Sportpark wird Sportcenter: Das verändert sich im großen Fitness-Studio in Brambauer

hzNeuer Besitzer, neuer Betreiber

Erst das Insolvenzverfahren, dann ein Betreiber- und Besitzerwechsel. Die Befürchtungen, es würde im Sportpark Brambauer gar nicht weitergehen, waren groß im Ort. Sie waren unbegründet.

Lünen

, 27.05.2019, 18:15 Uhr / Lesedauer: 2 min

Es geht weiter im Sportpark Brambauer. Nach einer Insolvenz und einem Besitzer-Wechsel startet zum 1. Juni ein neuer Betreiber in Brambauer. Darius Seifried übernimmt dort, er führt auch das Fitness-Center im Revierpark Wischlingen. In Lünen wird er Geschäftsführer des Sportcenter Brambauer. So wird der Sportpark nämlich ab Anfang Juni heißen.

Der Name ist nicht das einzige, das geändert wird. „Wir werden renovieren und sind jetzt schon dabei, vieles komplett neu zu gestalten“, sagt Seifried. Der Besitzer Kenan Sancak kümmere sich um das Äußere, er selbst ums Innere. „Wir sanieren die Sauna komplett und vergrößern sie“, sagt Seifried.

Rund 600.000 Euro Investition in den Sportpark

Außerdem werde man künftig dort kein Badminton mehr spielen können. „Die Badmintonhalle wird Teil des Fitnessstudios“, sagt Seifried, „insgesamt haben wir dann 3000 Quadratmeter Trainingsfläche.

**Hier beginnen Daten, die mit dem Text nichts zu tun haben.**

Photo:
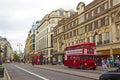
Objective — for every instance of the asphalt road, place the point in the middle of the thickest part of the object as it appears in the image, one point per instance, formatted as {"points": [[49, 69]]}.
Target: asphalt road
{"points": [[27, 72]]}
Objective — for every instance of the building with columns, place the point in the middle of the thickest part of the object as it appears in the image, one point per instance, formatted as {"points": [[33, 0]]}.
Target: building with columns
{"points": [[7, 50], [44, 32], [97, 22]]}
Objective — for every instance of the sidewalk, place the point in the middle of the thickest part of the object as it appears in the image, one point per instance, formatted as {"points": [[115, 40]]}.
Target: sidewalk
{"points": [[62, 68]]}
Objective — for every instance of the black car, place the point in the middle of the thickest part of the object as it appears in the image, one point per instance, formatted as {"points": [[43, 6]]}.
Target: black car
{"points": [[111, 75]]}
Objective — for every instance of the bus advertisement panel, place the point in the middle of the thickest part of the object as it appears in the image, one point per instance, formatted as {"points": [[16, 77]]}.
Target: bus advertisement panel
{"points": [[80, 56]]}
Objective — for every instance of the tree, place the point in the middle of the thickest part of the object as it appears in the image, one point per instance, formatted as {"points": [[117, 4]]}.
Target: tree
{"points": [[16, 57]]}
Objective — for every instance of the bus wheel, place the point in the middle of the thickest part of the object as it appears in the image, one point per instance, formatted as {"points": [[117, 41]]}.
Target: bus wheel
{"points": [[82, 66]]}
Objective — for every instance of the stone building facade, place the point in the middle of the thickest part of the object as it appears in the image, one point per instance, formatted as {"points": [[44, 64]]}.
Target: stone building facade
{"points": [[44, 32], [97, 22]]}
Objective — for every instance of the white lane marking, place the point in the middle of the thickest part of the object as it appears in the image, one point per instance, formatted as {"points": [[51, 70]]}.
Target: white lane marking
{"points": [[32, 73]]}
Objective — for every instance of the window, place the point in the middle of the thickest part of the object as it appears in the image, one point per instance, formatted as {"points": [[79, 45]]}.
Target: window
{"points": [[61, 13], [106, 20], [100, 38], [93, 39], [118, 31], [99, 23], [51, 29], [105, 6], [98, 10], [88, 39], [93, 26], [92, 13], [86, 16], [87, 28], [71, 13], [107, 37], [52, 21]]}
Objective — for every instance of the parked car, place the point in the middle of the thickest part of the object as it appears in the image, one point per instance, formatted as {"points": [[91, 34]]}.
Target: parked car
{"points": [[111, 75]]}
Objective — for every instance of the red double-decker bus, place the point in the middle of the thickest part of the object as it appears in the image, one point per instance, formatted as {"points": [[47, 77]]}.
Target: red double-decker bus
{"points": [[38, 58], [80, 56]]}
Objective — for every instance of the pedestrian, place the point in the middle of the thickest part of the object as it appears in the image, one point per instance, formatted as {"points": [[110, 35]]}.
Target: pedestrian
{"points": [[103, 63], [0, 61], [59, 61], [108, 63], [33, 61], [117, 62]]}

Gut für die Tennisspieler in Lünen: Im Gegensatz zu den Badmintonplätzen bleiben die Tennisplätze erhalten. Tennisfreunde in ganz Lünen hatten sich schon Sorgen gemacht.

Alle Arbeiten geschehen im laufenden Betrieb. Seifried schätzt, dass er rund 600.000 Euro auf den insgesamt 6000 Quadratmetern investiert.

Die Gastronomie soll laut Seifried auch erhalten bzw. neu gemacht werden, darum kümmere sich aber der Gebäudebesitzer Kenan Sancak, Geschäftsführer der Dortmunder Messan GmbH.

Sportpark wird Sportcenter: Das verändert sich im großen Fitness-Studio in Brambauer

Ein Luftbild zeigt den Sportpark von oben - und die großen Ausmaße des Gebäudes. © Goldstein

Sancak hatte sich mit Seifrieds Vorgänger, der Movefit GmbH, nicht auf eine Verlängerung des Mietvertrags einigen können. Zu den neuen Bedingungen hätte sich das nicht gelohnt, sagte Movefit-Chef Schiffer. Schiffer selbst hatte, genauso wie der Brambauer Unternehmer Hans Aulich, auch Interesse am Kauf des gesamten Gebäudes bekundet.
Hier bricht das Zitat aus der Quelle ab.